"والقيود" - Traduction Arabe en Turc

    • ve
        
    Ebeveynler dükkanı açar ve envanter ile rafları doldururlar tek limit sperm, yumurta ve ekonomidir. TED يفتتح الأباء متجرا ثم يبدأون بملأ الأرفف بالمخزون، والقيود الوحيدة لهذا هي الحيوانات المنوية والبويضات والاقتصاد.
    Yobazlığın acılarından ve din tabanlı bir yetiştirmenin sosyal kısıtlamalarından korunmuştum. TED تمت حمايتي من آلام التعصب الأعمى والقيود الاجتماعية للتنشئة الدينية
    Peki onaylanmış olan nanopartiküllerin getirdiği zorluklar ve kısıtlamalar neler? TED لذا فما هي التحديات والقيود الاساسية التي تواجه جزيئات النانو الموافق عليها حالياً؟
    Ayrıca zaman ve olayların akışı farklı yönde olsalardı, arkadaş bile olabileceğimizi düşünüyorduk. Open Subtitles في الأحرى نود أن تتخيلي الوقت والقيود التي تدفقت من بعيد كدنا أن نصبح أصدقاء
    Ama kullandığım kelepçe ve bağların açma mekanizması vardı. Open Subtitles لكن الأصفاد والقيود التي إستعملتها تحتوي على آلية فتح للأمان.
    Kurallar ve kısıtlamalarla dolu. Tıpkı senin elbisen gibi. Open Subtitles إنها مليئة بالقواعد والقيود مثل الثوب الذي ترتدينه بالضبط
    Topluluğun kurallarını ve sınırlarını içselleştirmişsinizdir. Open Subtitles أنتِ ضغطتِ بداخلكِ القِـيّم والقيود التي يفرضها المجتمع
    Ama biz bir toplum olarak bu eşyalara bakıp, dağlama demirlerine, prangalara ve cüppelere, ve bunların tarihimizin bir parçası olduğunu fark edersek, üzerimizde artık hiç güçleri olmayacakları bir yol bulabiliriz. TED ولكن إذا نحن كبشر وبشكل جماعي نظرنا لهذه الأشياء أدوات الوسم والقيود والأثواب وأدركنا بأنها جزء من تاريخنا، يمكننا العثور على طريقة لكي لا يكون لديها مزيد من التأثير علينا.
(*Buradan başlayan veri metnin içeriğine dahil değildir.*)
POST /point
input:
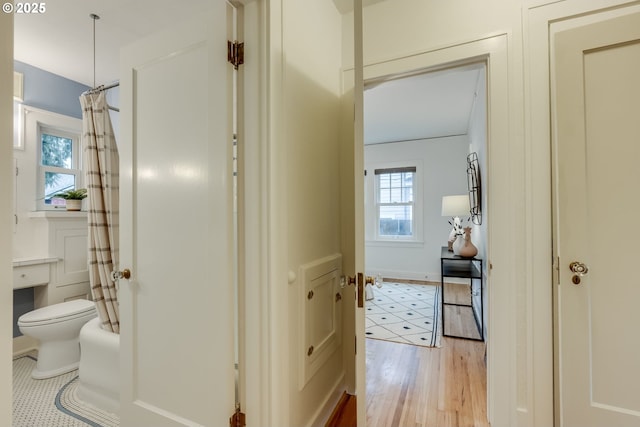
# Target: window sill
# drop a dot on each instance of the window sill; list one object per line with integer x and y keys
{"x": 59, "y": 214}
{"x": 395, "y": 243}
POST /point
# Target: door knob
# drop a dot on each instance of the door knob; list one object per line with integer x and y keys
{"x": 578, "y": 268}
{"x": 124, "y": 274}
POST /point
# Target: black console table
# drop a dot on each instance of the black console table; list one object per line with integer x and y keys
{"x": 467, "y": 268}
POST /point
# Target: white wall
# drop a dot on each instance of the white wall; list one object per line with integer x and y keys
{"x": 6, "y": 214}
{"x": 443, "y": 171}
{"x": 305, "y": 54}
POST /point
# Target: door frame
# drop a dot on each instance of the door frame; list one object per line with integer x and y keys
{"x": 537, "y": 19}
{"x": 501, "y": 338}
{"x": 6, "y": 212}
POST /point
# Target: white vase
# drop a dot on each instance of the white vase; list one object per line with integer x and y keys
{"x": 458, "y": 244}
{"x": 468, "y": 250}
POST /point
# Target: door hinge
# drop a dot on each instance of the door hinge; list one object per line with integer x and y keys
{"x": 360, "y": 290}
{"x": 235, "y": 53}
{"x": 238, "y": 419}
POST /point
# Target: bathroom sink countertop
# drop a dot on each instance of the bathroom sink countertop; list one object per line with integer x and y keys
{"x": 19, "y": 262}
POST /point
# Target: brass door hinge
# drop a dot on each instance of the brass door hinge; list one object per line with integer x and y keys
{"x": 360, "y": 290}
{"x": 238, "y": 419}
{"x": 235, "y": 53}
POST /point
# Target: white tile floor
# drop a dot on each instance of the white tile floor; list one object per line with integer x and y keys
{"x": 51, "y": 402}
{"x": 404, "y": 313}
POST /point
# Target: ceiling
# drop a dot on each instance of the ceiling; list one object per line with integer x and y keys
{"x": 428, "y": 105}
{"x": 61, "y": 41}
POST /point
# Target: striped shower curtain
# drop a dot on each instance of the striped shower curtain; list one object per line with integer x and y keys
{"x": 102, "y": 182}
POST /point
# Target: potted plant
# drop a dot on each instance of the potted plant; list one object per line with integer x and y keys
{"x": 73, "y": 198}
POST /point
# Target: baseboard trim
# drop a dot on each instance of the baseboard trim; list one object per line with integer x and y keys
{"x": 344, "y": 410}
{"x": 24, "y": 344}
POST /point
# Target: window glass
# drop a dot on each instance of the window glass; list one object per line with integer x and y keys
{"x": 395, "y": 202}
{"x": 57, "y": 151}
{"x": 55, "y": 182}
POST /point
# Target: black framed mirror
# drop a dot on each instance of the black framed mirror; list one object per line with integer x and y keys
{"x": 475, "y": 188}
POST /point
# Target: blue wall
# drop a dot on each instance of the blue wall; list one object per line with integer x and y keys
{"x": 50, "y": 92}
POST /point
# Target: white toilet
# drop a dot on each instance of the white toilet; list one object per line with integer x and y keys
{"x": 57, "y": 328}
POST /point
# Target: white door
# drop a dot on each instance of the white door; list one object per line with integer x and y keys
{"x": 597, "y": 173}
{"x": 177, "y": 310}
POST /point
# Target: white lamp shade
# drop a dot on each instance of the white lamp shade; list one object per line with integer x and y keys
{"x": 456, "y": 205}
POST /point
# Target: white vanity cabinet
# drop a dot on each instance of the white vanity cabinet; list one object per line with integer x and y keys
{"x": 66, "y": 241}
{"x": 31, "y": 273}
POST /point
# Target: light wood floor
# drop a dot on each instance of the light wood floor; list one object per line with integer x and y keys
{"x": 420, "y": 386}
{"x": 423, "y": 387}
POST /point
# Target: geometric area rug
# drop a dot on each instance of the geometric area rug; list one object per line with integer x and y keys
{"x": 404, "y": 313}
{"x": 52, "y": 402}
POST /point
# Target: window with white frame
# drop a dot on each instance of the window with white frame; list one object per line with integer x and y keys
{"x": 395, "y": 203}
{"x": 54, "y": 140}
{"x": 59, "y": 166}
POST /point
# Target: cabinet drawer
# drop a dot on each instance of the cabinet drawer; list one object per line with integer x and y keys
{"x": 30, "y": 275}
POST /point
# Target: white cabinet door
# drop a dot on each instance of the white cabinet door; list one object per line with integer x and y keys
{"x": 177, "y": 310}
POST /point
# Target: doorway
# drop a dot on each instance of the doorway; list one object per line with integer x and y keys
{"x": 428, "y": 122}
{"x": 595, "y": 148}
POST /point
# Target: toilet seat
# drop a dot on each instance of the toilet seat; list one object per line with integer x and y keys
{"x": 58, "y": 313}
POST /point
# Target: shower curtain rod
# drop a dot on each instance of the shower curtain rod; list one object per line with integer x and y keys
{"x": 101, "y": 88}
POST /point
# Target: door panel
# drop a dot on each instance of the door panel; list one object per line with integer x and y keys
{"x": 597, "y": 143}
{"x": 177, "y": 311}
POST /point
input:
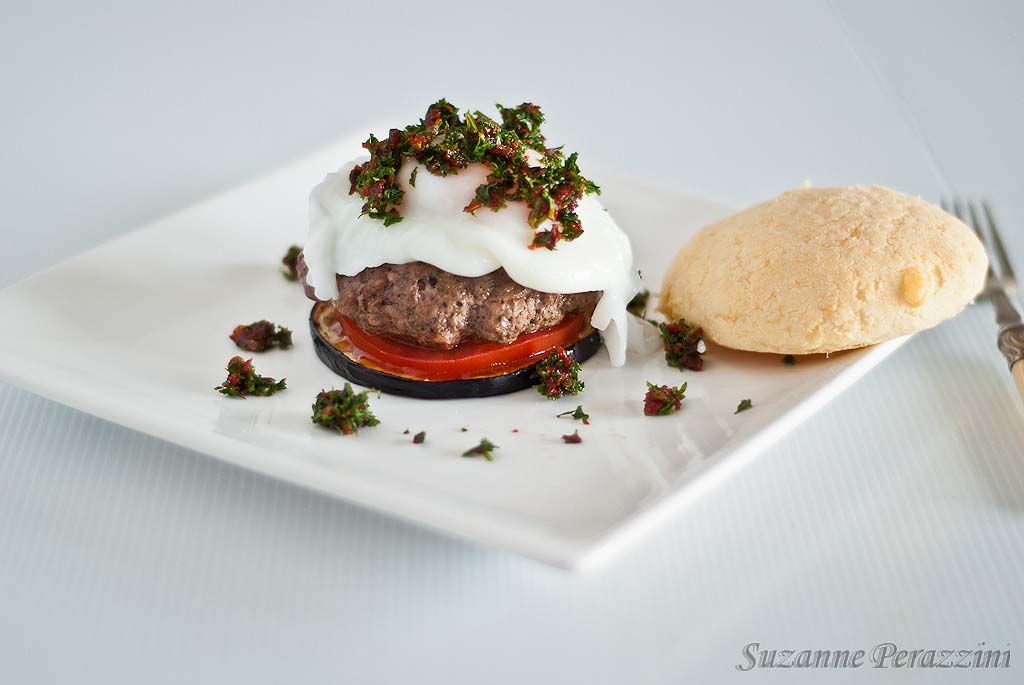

    Los Angeles'taki Meksikalı bahçıvan ve Delhi'deki Nepalli bir temizlikçi milliyetlerinin ifade ettiklerinden çok, kısıtlamalar ve alışkanlıklar bağlamında çok daha fazla ortak yöne sahipler. TED البستاني المكسيكي في لوس أنجلوس ومدبرة المنزل النيبالية في دلهي لديهم الكثير من القواسم المشتركة من حيث الطقوس والقيود التي تمليها الجنسية.
    Tüm o kurallar ve sınırlamalar olmamalı. Open Subtitles لا يجب أن توجد كل تلك القواعد والقيود
    Onu bir an önce portakal rengi hapisane tulumunda, ve elleri kelepçeli olarak görmek istiyorum! Open Subtitles أريده رؤيته بالبدلة البرتقالية والقيود
    EPA tarafından koyulmuş bütün kurallara uyuyoruz biz ve NAFTA'nın çevre uygulamalarına. Open Subtitles اتبعنا كل القواعد التي وضعت من قبل وكالة حماية البيئة والقيود البيئية في معاهدة "نافتا"
    "Her türlü saçma ve anlamsız ördek vurma sınırlamasıyla avcılar, yapılmaması gereken bazı şeyleri ihlâl etmeden bu kısa dönemli açık sezonda dışarı çıkamıyorlar. Open Subtitles "مع كل الاسباب الغير معقولة" "والقيود الباطلة على صيد البط الآن" "لا يُمكن أن يخرج الصياد في الموسم القصير،"
    ve de mantığın kısıtlarıyla. Open Subtitles والقيود المفروضة على العقلانية
    Düş kırıklığı vermiş ve sınırlamalar... o yerde olmak için çok yapmaya değerdi.. Open Subtitles بالنظر إلى الإحباطات والقيود... قيل الكثير تستحق الحزن) (الجملة ليكون في هذا المكان...
    Sam Amca'nın ilaç ve bağlama ile ilgilendiğini bilmiyordum. Open Subtitles أجل، لم أكن أعلم أنّ "العمّ (سام)" يحبّ استخدام المخدّرات والقيود.